Bin wegen einer dummen Sache mit meiner Schwester verstritten, seitdem sprechen wir uns schon über 1 Jahr nicht mehr. Mit meinem kleiner Bruder (er ist 22 Jahre jünger) spreche ich mich auch kaum oder sehr selten. Hier liegen Generationen dazwischen. Mit meinem älteren Bruder spreche ich auch selten, da er psysisch krank ist und in einer anderen Welt lebt. Meine Eltern waren nie offen und gesprächig. Auch haben sie kaum Bildung, war halt vor 60 Jahren nicht anders zu machen. Arbeiten ging der Schule vor. Dafür sind sie sehr sparsam, so daß es einiges zu vererben gibt. Berliner Testament wollte mal mein Vater machen, da war meine Mutter aber dagegen. Jetzt ist es gerade anders. Meine Mutter möchte, aber mein Vater will nicht mehr. Es ist also kein Testament vorhanden. Ziemlich verfahren die Situation, leider. ....Daß wir als Geschwister eine Erbengemeinschaft bilden, wenn ein Elternteil verstirbt ist mir neu. Ich dachte das wäre so, wenn beide versterben.

Antwort
von imager761,

Wer sagt, dass du als Erbe deiner Eltern berufen bist? Wer, dass die Eigentümer lebzeitig ihr Eigentum teilweise aufgeben möchten? Wer, dass das Haus im Erbfall überhaupt zum Nachlass gehört?

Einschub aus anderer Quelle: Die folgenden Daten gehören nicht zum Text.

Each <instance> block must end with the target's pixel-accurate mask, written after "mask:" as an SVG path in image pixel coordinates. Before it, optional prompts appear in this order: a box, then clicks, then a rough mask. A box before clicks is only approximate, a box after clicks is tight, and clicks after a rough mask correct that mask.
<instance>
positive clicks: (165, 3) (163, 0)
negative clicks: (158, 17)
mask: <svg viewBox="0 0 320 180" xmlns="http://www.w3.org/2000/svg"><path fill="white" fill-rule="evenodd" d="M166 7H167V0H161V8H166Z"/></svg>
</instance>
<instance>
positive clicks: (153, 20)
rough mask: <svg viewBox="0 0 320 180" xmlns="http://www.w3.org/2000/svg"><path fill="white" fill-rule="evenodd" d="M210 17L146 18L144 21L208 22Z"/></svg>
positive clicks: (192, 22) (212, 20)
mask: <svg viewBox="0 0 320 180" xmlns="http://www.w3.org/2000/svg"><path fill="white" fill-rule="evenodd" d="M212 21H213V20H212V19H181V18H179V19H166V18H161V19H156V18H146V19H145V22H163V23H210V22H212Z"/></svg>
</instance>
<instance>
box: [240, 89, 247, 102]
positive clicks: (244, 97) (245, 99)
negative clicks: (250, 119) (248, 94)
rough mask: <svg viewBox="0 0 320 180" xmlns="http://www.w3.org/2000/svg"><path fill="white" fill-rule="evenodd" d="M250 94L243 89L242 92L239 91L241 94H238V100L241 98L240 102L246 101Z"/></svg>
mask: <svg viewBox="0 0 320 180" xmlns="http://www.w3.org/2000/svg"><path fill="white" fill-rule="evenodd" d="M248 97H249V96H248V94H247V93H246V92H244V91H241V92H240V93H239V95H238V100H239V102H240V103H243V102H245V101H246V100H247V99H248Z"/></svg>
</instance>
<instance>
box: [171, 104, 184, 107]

Wie wäre es, wenn du anderen deren Vermögenssorge mit der gleichen Selbstverständlichkeit überlässt wie dir niemand in deine reinreden dürfte?

Nur am Rande: Deine Eltern könnten in ebengleicherweise von dir fordern, ihr gesetzliches Erbrecht an deinem Vermögen derart "abzusichern" :-O

G imager761

Kommentar von althaus ,

Sorry ich verstehe Dein Beitrag von A - bis Z überhaupt nicht. Was willst Du mir damit sagen?